Saya yakin ini bisa kita lakukan, tinggal masalah menyusun strategi, mengeksekusinya dan bersabar. Sumber daya dan potensi yang kita miliki terlalu besar dan terlalu kuat untuk tidak sukses. Tidak ada yang bisa menghentikan kita, kecuali, kebodohan kita sendiri.
Misi
Kita sedang punya misi, yaitu meningkatkan produksi hingga konsumsi musik Indonesia. Caranya? Diawali dengan membuat peta industri. Dari peta tersebut akan mudah mengidentifikasi masalah dan peluang dan merancang strateginya.
Tantangan
Setelah berembuk melalui 3 FGD, kami menemukan 6 tantangan (sebenarnya ada 7 di buku cetak biru, tapi yang relevan dengan yang saya bahas ada 6), yaitu:
- Sumber daya
- Wirausaha Kreatif
- Iklim Usaha
- Teknologi
- Pembiayaan
- Perluasan pasar
Permasalahan-permasalahan di atas kurang lebih dihadapi juga oleh sektor lainnya. Jadi bisa disebut bahwa masalah-masalah tersebut valid, kecuali, semua sektor salah mengidentifikasi masalahnya di industri masing-masing.
Benchmark
Awal Mei lalu, saya mengunjungi Inggris untuk mengobservasi industri musik di sana. Kunjungan saya didanai oleh pemerintah Inggris, lewat British Council. Dari kunjungan tersebut, saya menemukan 3 model yang bisa dijadikan benchmark oleh industri musik Indonesia sehubungan dengan tantangan yang sekarang sedang kita hadapi. Di UK, industri bersama stakeholder musik sudah menemukan solusinya dan menjalankannya selama beberapa puluh tahun terakhir.

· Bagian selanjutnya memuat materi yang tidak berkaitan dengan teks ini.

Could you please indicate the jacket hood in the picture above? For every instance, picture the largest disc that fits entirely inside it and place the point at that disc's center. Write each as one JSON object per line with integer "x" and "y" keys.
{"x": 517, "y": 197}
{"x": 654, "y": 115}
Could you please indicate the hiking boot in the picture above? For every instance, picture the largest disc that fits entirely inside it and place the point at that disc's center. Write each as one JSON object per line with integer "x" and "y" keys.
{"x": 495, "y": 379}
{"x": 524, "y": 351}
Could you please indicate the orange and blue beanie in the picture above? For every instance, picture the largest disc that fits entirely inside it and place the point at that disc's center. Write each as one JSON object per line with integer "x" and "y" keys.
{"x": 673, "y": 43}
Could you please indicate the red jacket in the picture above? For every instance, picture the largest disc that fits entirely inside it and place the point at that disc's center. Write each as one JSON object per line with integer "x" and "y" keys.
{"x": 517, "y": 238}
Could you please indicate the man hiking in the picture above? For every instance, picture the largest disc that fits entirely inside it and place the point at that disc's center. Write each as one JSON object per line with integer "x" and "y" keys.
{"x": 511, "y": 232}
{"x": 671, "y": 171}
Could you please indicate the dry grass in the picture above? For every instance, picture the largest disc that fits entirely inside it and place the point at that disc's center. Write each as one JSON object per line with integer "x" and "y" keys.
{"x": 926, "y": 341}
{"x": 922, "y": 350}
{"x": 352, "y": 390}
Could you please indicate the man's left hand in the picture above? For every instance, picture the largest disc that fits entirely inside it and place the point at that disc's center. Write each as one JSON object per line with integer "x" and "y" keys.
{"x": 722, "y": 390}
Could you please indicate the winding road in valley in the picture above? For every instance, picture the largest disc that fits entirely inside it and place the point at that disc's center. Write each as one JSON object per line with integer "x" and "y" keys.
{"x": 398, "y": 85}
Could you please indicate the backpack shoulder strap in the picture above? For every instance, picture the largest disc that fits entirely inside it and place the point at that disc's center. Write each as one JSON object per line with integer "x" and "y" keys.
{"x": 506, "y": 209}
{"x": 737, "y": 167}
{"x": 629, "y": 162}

Meski tidak bisa memecahkan semua masalah dan mengoptimasi peluang yang kita dapat, tapi banyak pelajaran yang didapat dari sana.
- Community Building di Roundhouse, berkaitan dengan masalah sumber daya dan pengembangan wirausaha kreatif yang berdaya saing.
- Event Showcase di The Great Escape festival and convention, berkaitan dengan masalah pembiayaan dan perluasan pasar.
- Collaboration di Tileyard Studios bisa membantu iklim usaha yang inovatif dan pengembangan teknologi.
Community Building
Di Roundhouse, musisi aspiratif muda berumur 11-25 tahun (sumber daya) diberi pengalaman pra-karir dan bimbingan untuk berinovasi dalam bermusik (wirausaha kreatif). Detil cerita pelajaran yang saya dapat dari Roundhouse ada di artikel di link ini.
Showcase
The Great Escape festival & conference, adalah tempat musisi baru mempertunjukkan musiknya. Pendatang tidak hanya penggemar, tapi juga label, distributor, booking agency (perluasan pasar) dan investor (pembiayaan) dari seluruh penjuru dunia. Detil kunjungan saya ke TGE ada di link ini, link ini, dan link ini.
Collaboration
Di Tileyard Studios, pengusaha musik berkolaborasi dan menciptakan lingkungan yang mendukung menciptakan iklim usaha kolaboratif dan berbagi teknologi. Detil kunjungan saya ke Tileyard Studios ada di link ini.
Apa yang membedakan industri musik di Indonesia dan Inggris? Kuncinya? Mindset! Mereka fokus membangun:
- Talenta baru
- Musik baru
- Inovasi baru
Pembangunan 3 hal tersebutlah yang menghasilkan banyak sekali mega superstar di UK selama beberapa dekade terakhir. Tapi talenta baru, musik baru, inovasi baru tidak tumbuh dengan sendirinya. Harus ada pihak yang mau membangun. Di Indonesia tinggal siapa yang duluan mau membangun. Pemerintah? Industri? atau Komunitas musik yang perduli?
Masa depan ada di tangan kita sendiri. Let’s work!
0 thoughts on “Membandingkan Industri Musik Indonesia dan Inggris”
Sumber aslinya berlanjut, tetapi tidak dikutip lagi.